Project Assignment #3

Assigned: Sept 4th

Due:  Sept 28th

Before you answer the following questions, write a one-paragraph summary of what your project application domain is. In other words, remind us of your project and what you promised to do in it. Further, if we gave you comments, corrections, or suggestions about Step 2 of your project, address those modifications first before you proceed with Step 3.

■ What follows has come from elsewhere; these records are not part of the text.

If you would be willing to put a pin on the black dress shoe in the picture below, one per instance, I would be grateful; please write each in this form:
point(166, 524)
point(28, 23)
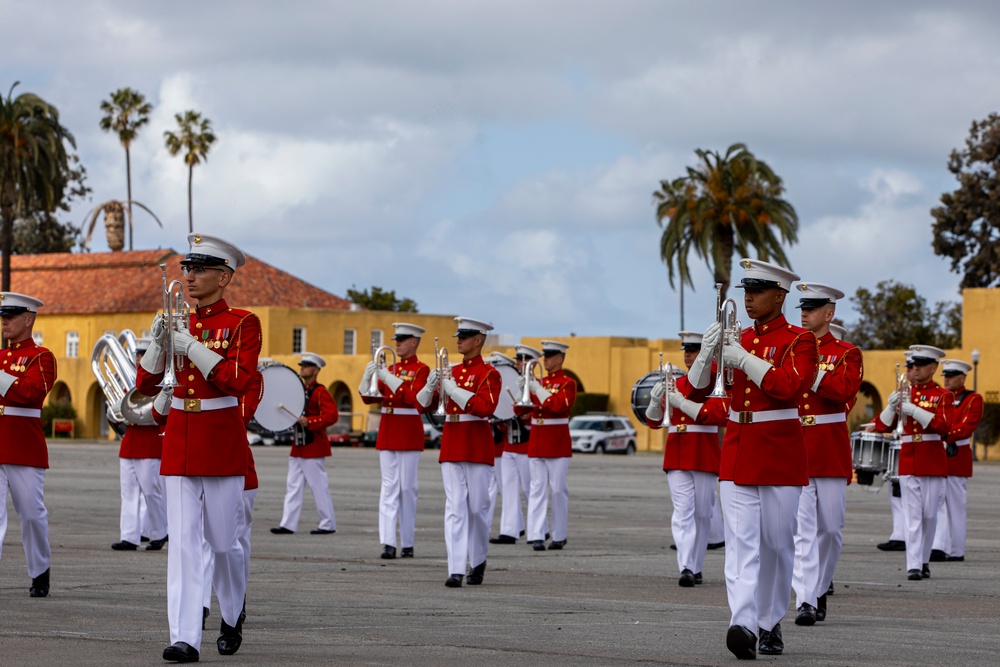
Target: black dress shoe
point(892, 545)
point(156, 545)
point(741, 642)
point(475, 577)
point(230, 638)
point(771, 642)
point(39, 586)
point(180, 652)
point(806, 615)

  1. (60 points) Use the mechanical process to convert from your E/R diagram to relations, subject to the deviations below. Do not normalize yet. Strictly follow the procedures taught in class and described in the textbook. For your solution, submit a list of relation schemas (i.e., the names of the relations and what their attributes are, and underline primary keys).
  2. (20 points, or 40 points if your E/R diagram has no ISA hierarchy) In your conversion, deviate from the procedures discussed in class as described below. These deviations deliberately create a bad relational design so that you can use normalisation techniques in later project assignments to improve the design.
    1. Pick one many-one relationship (let us call it R) in your E/R diagram. Do not create a relation for R. Suppose R is many-one from an entity set E to an entity set F. In class, we learnt how to merge the attributes for R (and for F) into the relation for E. In this step, you should merge the attributes of the relation you would normally have created for R into the relation for F.
    2. Pick one many-many relation (let us call it S) in your E/R diagram between entity sets G and H. Do not create a relation for S. Merge the attributes you would normally have created in the relation for S into the relation for G or for H.
    3. Describe in words the types of problems you have introduced by deviating as instructed. Explain in terms of the attributes of the relations you have created.
    Include the relations so created in the set of relations that result from the previous step. Be sure to mark which relations you applied the deviations to with text such as "Relation for many-one relationship R resulting from deviation."
    If you do not have a many-one relationships, pick two many-many relationships to apply the deviation to. Similarily, if you do not have a many-many relationship, pick two many-one relationship to apply the deviation to. If all but one relationship are one-one, then your E/R diagram has problems we should have addressed already.
  3. (20 points) If you have inheritance in your E/R diagram, provide two sets of relations for the entity sets in the ISA hierarchy and the relationships involving these entity sets. For one set of relations, use the E/R technique described in class for conversion. For the other set of relations, use the OO method described in class. Label each set of relations clearly with the method used for conversion. 

What to turn in: Soft copies of these answers. Attach a copy of your E/R diagram (modified and corrected based on our comments, if required) to your answer, so that we can verify that you did the conversion correctly. Identify your group by your project title and the team members. As always, note any additional constraints or restrictions that your domain poses that are not reflected in your model.